The initial Agreements will set the stage to get the project though preliminary design and engineering. During this time, the parties will work toward securing Agreements to market Alaska LNG in Asia.
The State estimates revenues from this project at $3 billion a year by 2024 and $4 billion/year by 2026. Consultants hired by the Legislature caution members that the LNG market is volatile and complex. LNG has a shelf life making storage difficult and expensive. Additionally, prices vary widely per region. The key to success is locked in, long-term contracts.
Other issues of interest:
The Susitna-Watana Dam Hydro Project
Governor Parnell’s FY 2015 Capital Budget reduced the Susitna-Watana Hydro Project funding request from $110 million to $10 million. The Governor cited the lack of land access agreements with CIRI and six other Alaska village corporations as his rationale for this reduction. Since releasing his budget Parnell stated he would reevaluate the funding request once the land agreements were in hand. This week the Governor submitted his amended FY 2015 Operating and Capital budget requests. He is asking is asking the Legislature for an additonal ($32.7 million) for the Susitna-Watana Hydroelectric Project, but there’s a catch. To get the funds, the Alaska Energy Authority must secure land access to study areas owned by seven Alaska Native Corporations.
HB 77 – The Water Rights bill
Progress is being made on this contentious issue. Certain provisions in the bill raised objections causing the bill to remain in Senate Rules last session. Senate Peter Micciche (Soldotna) has been working with DNR on amendment language. HB 77 will likely be up for a vote in the next month.
PERS/TRS unfunded liability:
Governor Parnell’s proposal, transferring $3 billion from the state’s saving account (Constitutional Budget Reserve) to the Pension Liability Fund, seems to be causing some legislators concern about the size of the transfer and their inability to ever access those funds again. Discussions with key Senate and House Finance members have stalled. Given the gloomy revenue forecast legislators are hesitant to lock away money that may be needed in future years to operate state government. The Administration continues to stress the importance of paying down this liability ($11+ billion) to help reduce the annual obligation to the Pension Fund.
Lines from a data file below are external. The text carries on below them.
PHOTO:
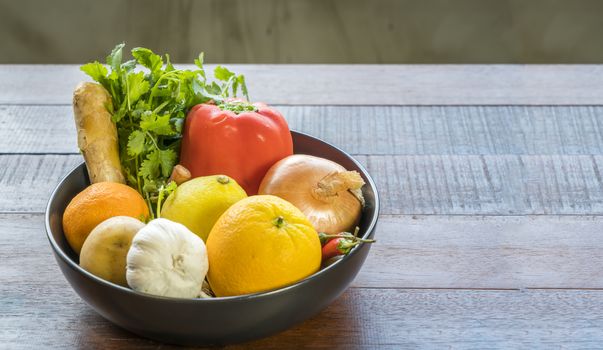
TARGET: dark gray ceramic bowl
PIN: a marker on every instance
(219, 320)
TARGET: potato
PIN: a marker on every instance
(104, 251)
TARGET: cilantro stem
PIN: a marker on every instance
(146, 194)
(152, 140)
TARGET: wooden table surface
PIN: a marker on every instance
(490, 236)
Projections have the obligation continuing to grow to over a billion dollars annually within the next 5 years. The Governor’s proposal would hold that annual obligation static at around five hundred million per year.
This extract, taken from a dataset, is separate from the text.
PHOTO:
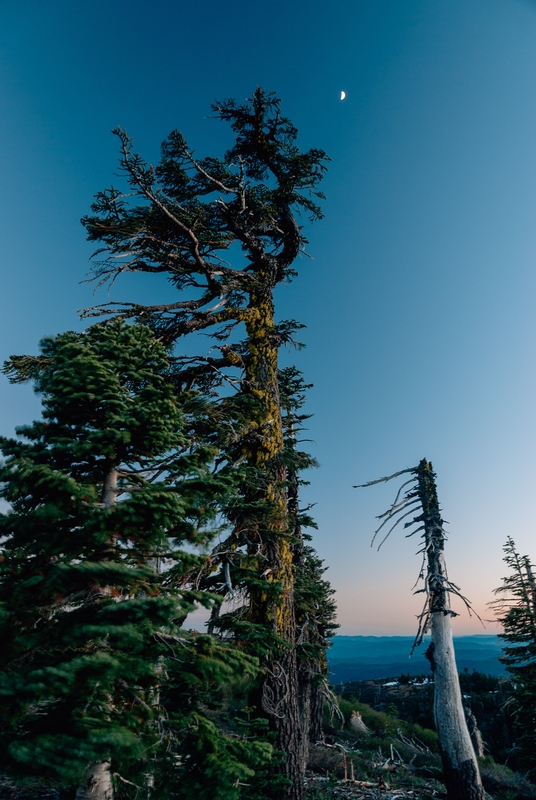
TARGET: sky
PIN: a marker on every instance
(420, 300)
Workers Compensation Reform:
House Bill 316: “An Act relating to workers’ compensation fees for medical treatment and services; relating to workers’ compensation regulations; and providing for an effective date” was introduced this week by the House Labor and Commerce Committee. The bill would alter the fee schedule of payments for medical procedures arising from workers compensation claims. Currently the fee schedule is determined by “usual and customary” charges associated with specific procedures. The new schedule, determined by the Department of Labor, would be based upon a resource-based relative value scale (RBRVS). The intention of legislation is curb the cost of health care for injured workers and reduce the cost of workers comp coverage. The bill has been assigned only one committee of referral in the House—the House Labor and Commerce Committee—where it is sure to pass out of committee relatively quickly.